[cap-talk] controversial article
Matej Kosik
kosik at fiit.stuba.sk
Fri Jul 3 09:29:59 EDT 2009
Mark Miller wrote:
> On Thu, Jul 2, 2009 at 5:03 AM, Matej Kosik <kosik at fiit.stuba.sk
> <mailto:kosik at fiit.stuba.sk>> wrote:
>
>
> I hope that it is correct to say that all object-capability programming
> languages can be used for creating software systems that are defensively
> consistent but none of these languages (or platforms) can be used for
> creating defensively correct software systems. (?)
>
>
> AFAIK, that is true. I am not aware of any ocap *languages* that attempt
> to address this.
>
>
> What about defensive correctness?
> Are there platforms that can be used for building defensively correct
> software systems? (distributed or at least non-distributed).
>
>
> Non-distributed platforms, yes. All the members of the KeyKOS family
> (KeyKOS, EROS, GuardOS, CapROS, Coyotos) do/did a brilliant job at this.
>
> Inherent in their approach, the kernel does no implicit allocation.
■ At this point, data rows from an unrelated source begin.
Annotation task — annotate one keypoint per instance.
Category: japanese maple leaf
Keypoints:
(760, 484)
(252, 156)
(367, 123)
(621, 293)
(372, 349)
All
> are based on rendezvous rather than asynchronous messages, and so no
> kernel buffering of messages is implied.
I have added this paragraph:
<text>
All members of the KeyKOS family of operating systems
(KeyKOS, EROS, CapROS, Coyotos) achieved defensive correctness.
All are based on rendezvous rather than asynchronous messages,
and so no kernel buffering of messages is necessary.
We are interested how to enable asynchronous message passing
without disrupting the possibility to build defensively correct
software systems.
</text>
All the reasons for preferring asynchronous message passing as a basic
communication mechanism over synchronous rendezvous are not listed directly.
>
> Distributed defensive correctness over unreliable networks is, almost by
> definition of "unreliable", impossible.
>
> This suggests defining some possible approximations to defensive
> correctness:
>
> * Distributed defensive correctness in the absence of spontaneous
> partitions or crashes, where "spontaneous" means, not caused by the
> actions of the programs we are concerned with.
>
> * Defensive correctness up to resource exhaustion, which corresponds to
> the traditional concept of "liveness". Since this concept is well known
> in the literature, you may at least want to mention it, even if only to
> dismiss it.
I was confused for a while but now I think I see the connection.
Defensive consistency:
(if some server provides some service, the service will be always
appropriate)
is a "safety property". There are various safety properties and
defensive consistency is one of them.
Defensive correctness:
(it is guaranteed that server provides appropriate service for
all well behaving clients)
is a "liveness property". There are various liveness properties and
defensive correctness is one of them.
Right?
Other kinds of safety and liveness properties are discussed for example
here:
http://www.amazon.com/Concurrent-Programming-Principles-Greg-Andrews/dp/0805300864/ref=sr_1_1?ie=UTF8&s=books&qid=1246624767&sr=8-1
If there are many liveness properties, can you choose one particular
(e.g. as you suggest `Defensive correctness up to resource exhaustion'
and equate it with `liveness' ? That is why I was (I am) confused.